Cem Yılmaz’ın açık büfelerde yiyecek toplama parodisine bayılırım (
https://www.youtube.com/watch?reload=9&v=eZt-55eNEP0)
. Tabakları tepeleme doldurmak için anlattıklarında üst üste yığmayı bir inşaat yapımıyla benzeştirmesi harikuladedir.




Taban dolgusunu
Amerikan salatası ile çevresindeki ihata duvarını patatesle örmeyi önerir. Ağır çeken malzemeleri alta, hafifleri üste yerleştirmek de vardır. Yılmaz’ın bu işlem için statikten söz etmesi hiç yadırganmaz. Hatta statik ve ihata duvarı sözlerini her kullanışlarında gerçek uygulamacı teknisyenlerin zihinlerinde , eğer önceden Yılmaz’ı izlemişlerse, eminim bir görüntü beliriverir.

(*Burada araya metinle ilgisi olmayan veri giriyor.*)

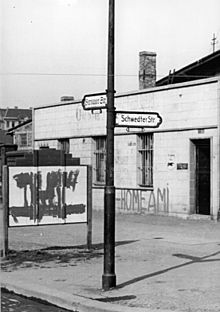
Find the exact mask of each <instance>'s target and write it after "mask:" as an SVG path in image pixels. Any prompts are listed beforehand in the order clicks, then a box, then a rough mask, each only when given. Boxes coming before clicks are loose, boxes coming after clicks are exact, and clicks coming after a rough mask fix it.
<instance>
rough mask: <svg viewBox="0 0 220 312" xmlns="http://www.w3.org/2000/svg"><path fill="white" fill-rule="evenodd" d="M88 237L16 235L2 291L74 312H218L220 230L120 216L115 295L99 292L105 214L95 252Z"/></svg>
mask: <svg viewBox="0 0 220 312" xmlns="http://www.w3.org/2000/svg"><path fill="white" fill-rule="evenodd" d="M85 229H86V227H85V225H79V224H77V225H65V226H43V227H37V228H31V227H29V228H11V229H10V231H9V242H10V245H9V247H10V249H11V250H13V252H12V251H11V253H10V255H9V259H8V260H7V261H3V263H2V272H1V282H2V287H5V288H7V289H8V290H13V291H15V292H16V293H21V294H23V295H26V296H32V297H36V298H40V299H42V300H46V301H48V302H51V303H53V304H56V305H58V306H61V307H63V308H67V309H70V310H72V311H120V312H123V311H128V312H129V311H135V312H136V311H137V312H138V311H192V312H195V311H209V312H210V311H220V296H219V294H220V279H219V276H220V223H215V222H213V221H208V220H206V221H200V220H196V221H189V220H181V219H178V218H169V217H159V216H137V215H135V216H122V215H118V216H117V220H116V257H115V264H116V276H117V287H116V288H115V289H112V290H110V291H102V289H101V287H102V285H101V280H102V273H103V246H102V241H103V220H102V214H100V213H99V214H98V213H96V214H94V215H93V249H92V251H88V250H86V248H85V241H86V230H85ZM25 250H26V251H25ZM27 250H28V251H27Z"/></svg>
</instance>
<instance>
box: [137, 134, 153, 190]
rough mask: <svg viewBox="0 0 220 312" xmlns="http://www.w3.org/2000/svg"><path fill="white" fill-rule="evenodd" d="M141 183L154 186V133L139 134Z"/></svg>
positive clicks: (144, 184) (138, 149) (139, 146)
mask: <svg viewBox="0 0 220 312" xmlns="http://www.w3.org/2000/svg"><path fill="white" fill-rule="evenodd" d="M138 154H139V167H138V169H139V184H140V185H143V186H153V134H144V135H140V136H139V142H138Z"/></svg>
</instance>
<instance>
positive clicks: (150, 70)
mask: <svg viewBox="0 0 220 312" xmlns="http://www.w3.org/2000/svg"><path fill="white" fill-rule="evenodd" d="M156 56H157V54H156V53H155V52H147V51H142V52H140V53H139V89H140V90H142V89H146V88H150V87H155V84H156Z"/></svg>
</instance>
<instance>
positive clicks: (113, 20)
mask: <svg viewBox="0 0 220 312" xmlns="http://www.w3.org/2000/svg"><path fill="white" fill-rule="evenodd" d="M114 7H115V3H114V0H109V29H108V81H107V85H108V89H107V139H106V140H107V141H106V186H105V194H104V272H103V275H102V288H103V289H104V290H108V289H110V288H113V287H115V286H116V275H115V187H114V124H115V107H114V93H115V90H114V9H115V8H114Z"/></svg>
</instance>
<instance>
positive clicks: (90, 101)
mask: <svg viewBox="0 0 220 312" xmlns="http://www.w3.org/2000/svg"><path fill="white" fill-rule="evenodd" d="M82 106H83V108H84V109H85V110H95V109H101V108H106V107H107V95H106V93H95V94H87V95H85V96H84V97H83V100H82Z"/></svg>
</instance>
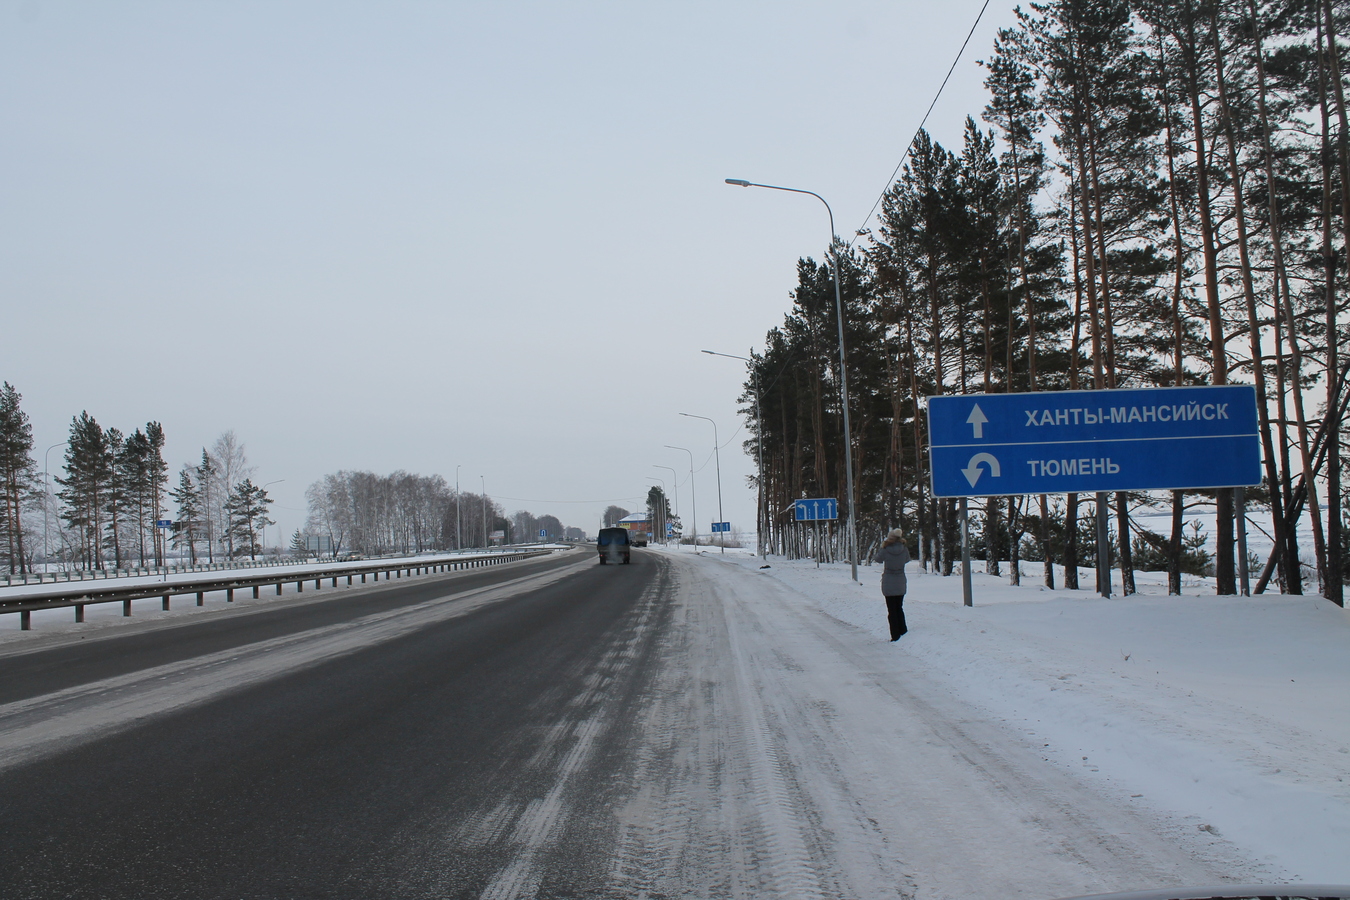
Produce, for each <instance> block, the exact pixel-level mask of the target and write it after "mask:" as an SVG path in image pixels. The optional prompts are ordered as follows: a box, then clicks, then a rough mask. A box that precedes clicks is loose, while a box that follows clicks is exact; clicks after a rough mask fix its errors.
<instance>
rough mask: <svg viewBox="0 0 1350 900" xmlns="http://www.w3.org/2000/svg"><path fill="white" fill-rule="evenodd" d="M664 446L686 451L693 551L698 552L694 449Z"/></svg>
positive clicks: (668, 444) (697, 521)
mask: <svg viewBox="0 0 1350 900" xmlns="http://www.w3.org/2000/svg"><path fill="white" fill-rule="evenodd" d="M664 447H666V449H682V451H684V452H686V453H688V502H690V503H693V505H694V506H693V509H694V513H693V515H694V552H695V553H698V494H695V493H694V451H691V449H688V448H687V447H675V445H674V444H666V445H664Z"/></svg>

Gülmeceli düşünmek, yeri gelir,  başkalarıyla birlikte olduğumuz ortamlarda uyarılır. Böyle olduğunda, istenmeyen bir tatsızlık da olasıdır. Gülünesi şeyler bulup çıkarılınca, hemen “Beni sarakaya alma, dalga geçme!” diye itiraz edenler çıkar. Oysa gülmeceli düşündün diye, illa karşındakiyle niye dalga geçesin? Sarakada, kişiyi hafife almak, küçük görmek vardır. Halbuki gülmeceli düşünmek, ele alınan konuya bambaşka türlü eğilmekten ibarettir. Değersizleştirmek değil, tam tersine değeri yerli yerine oturtmaktır mizahın denizine açılmak. 

Firmanın birinde yönetim planını konuşurken “İşleri kadroya bölüştürelim derken, organizasyonu paramparça, un ufak etmeyelim” demiştim. Anında herkesi güldüren “Ya o undan yeni baştan hamur karıp, fırında farklı bir kek pişirirsek?” sorusunu duydum.  Kahkahalar arasında belki “Dur hele. Gerçekten olur mu başka kek?” diye bir esinti herkesin aklından öyle bir geçmişti. Yönetim planlama aslında tam da bunun içindi. Gülmece ile o işin mayası çalınıyordu.

Gülmeceli düşünmek, kinaye yani dokundurma demek de değil. Doğrudan söyleyemediğini dolaylı ima etmek başka, gülmeceye dalmak başkadır. Espriye diğerleri kadar kendini de katmak, içinde kendinin olduğu bir çerçeve ile sunmak, suçlu gördüğünü örtük anlatıyor olmanın ilacıdır. İtham etmek istemiyorsan, içten ol, kendini de kat!

Lisedeyken bir yıllık zorlu hazırlıktan sonra katılınan turnuva maçında bizden epeyi zayıf bir takıma elenmiştik. Herkes burnundan soluyordu. Antrenör (aynı zamanda harika insan, beden eğitimi öğretmenimiz) soyunma odasında, idam sehpasına çıkarken Karadenizlinin “Bu da bana bir ders olsun.” fıkrasını, “Bu da bize ders olsun.” diye anlattı. Ahmakça ve geriye dönüşü olmayan biçimde yenilgimizde kendisine de pay çıkardığını öyle güzel belli etmişti ki.

Amerikalı roman yazarı Leo Ronsten’in yeni öğrendiğim bir sözü var:  “Gülmece, bir şeyin içyüzünü anlamanın sevecen dilidir. “. Gülerken ve güldürürken hep birlikte işin aslının farkına varmak istemez miyiz? Ayıkmanın ne güzel bir halidir o!